Jesus spoke about humility, but He also showed us His humility as He was obedient to the Father in every situation, even His death on the cross. Our repentance and submission (humility) to Him are credentials that open the doors of His kingdom for us.
Andrew Murray said that humility “is in truth nothing but the simple consent of the creature to let God be all, in virtue of which it surrenders itself to His working alone.” When we acknowledge the truth of our sinfulness and surrender our lives to Jesus, we can begin to live a life that is more abundant because it is rooted in the kingdom of God. God becomes all in all to us and He fills us with His Spirit, opening the treasures of His kingdom to us as we seek for them.

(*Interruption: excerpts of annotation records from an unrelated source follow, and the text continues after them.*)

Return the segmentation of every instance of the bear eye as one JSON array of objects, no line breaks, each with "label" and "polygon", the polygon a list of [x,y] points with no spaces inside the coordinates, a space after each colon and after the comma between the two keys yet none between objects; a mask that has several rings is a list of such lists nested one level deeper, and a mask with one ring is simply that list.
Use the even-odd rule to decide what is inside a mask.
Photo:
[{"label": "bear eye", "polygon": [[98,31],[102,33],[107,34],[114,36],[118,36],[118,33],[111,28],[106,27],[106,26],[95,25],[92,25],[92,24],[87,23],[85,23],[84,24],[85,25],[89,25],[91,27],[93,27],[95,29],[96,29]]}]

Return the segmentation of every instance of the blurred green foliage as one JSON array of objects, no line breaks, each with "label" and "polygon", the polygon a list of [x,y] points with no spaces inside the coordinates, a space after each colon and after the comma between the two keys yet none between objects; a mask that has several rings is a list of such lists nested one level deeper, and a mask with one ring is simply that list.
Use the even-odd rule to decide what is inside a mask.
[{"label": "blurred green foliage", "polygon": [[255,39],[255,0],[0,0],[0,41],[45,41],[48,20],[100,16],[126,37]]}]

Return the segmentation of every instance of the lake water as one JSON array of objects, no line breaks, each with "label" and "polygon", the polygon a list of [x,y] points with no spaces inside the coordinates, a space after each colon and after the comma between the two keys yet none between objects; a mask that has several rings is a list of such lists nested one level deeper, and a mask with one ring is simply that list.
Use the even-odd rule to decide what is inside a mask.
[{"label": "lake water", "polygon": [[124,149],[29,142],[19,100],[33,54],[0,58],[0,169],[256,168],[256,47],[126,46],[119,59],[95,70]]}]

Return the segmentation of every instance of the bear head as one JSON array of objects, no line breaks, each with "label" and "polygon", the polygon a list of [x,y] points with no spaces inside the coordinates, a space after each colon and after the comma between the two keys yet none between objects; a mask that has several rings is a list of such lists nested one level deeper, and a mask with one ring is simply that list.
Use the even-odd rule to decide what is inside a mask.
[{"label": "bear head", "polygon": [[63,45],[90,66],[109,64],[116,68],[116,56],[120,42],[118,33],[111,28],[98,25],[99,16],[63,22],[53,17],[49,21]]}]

Earthly credentials can deceive us into believing we are ready for eternal life. But the credentials needed to enter the kingdom of God are true repentance and humility, not something we can do on our own. Once we get those credentials, then we can begin to receive added credentials that are eternal. They include authority, status, rights, and entitlement to privileges that only children of God can receive. We have the right to approach the throne of God, the status of being God’s children as His heirs, authority over the enemy, and more privileges than I can name. He even transforms our fallen nature to a new nature that is in His image.
So, what are your credentials? Are they rooted in this world? Are you still counting on your best efforts and religious rituals to save you? Or are your credentials rooted in the kingdom of God?
It is not wrong to have credentials in this world. To practice law or medicine or many other careers, certain credentials are required. But we need to place the greater emphasis on our spiritual credentials. Our eternal life depends on it.
If we confess our sins, He is faithful and just to forgive us our sins
and to cleanse us from all unrighteousness.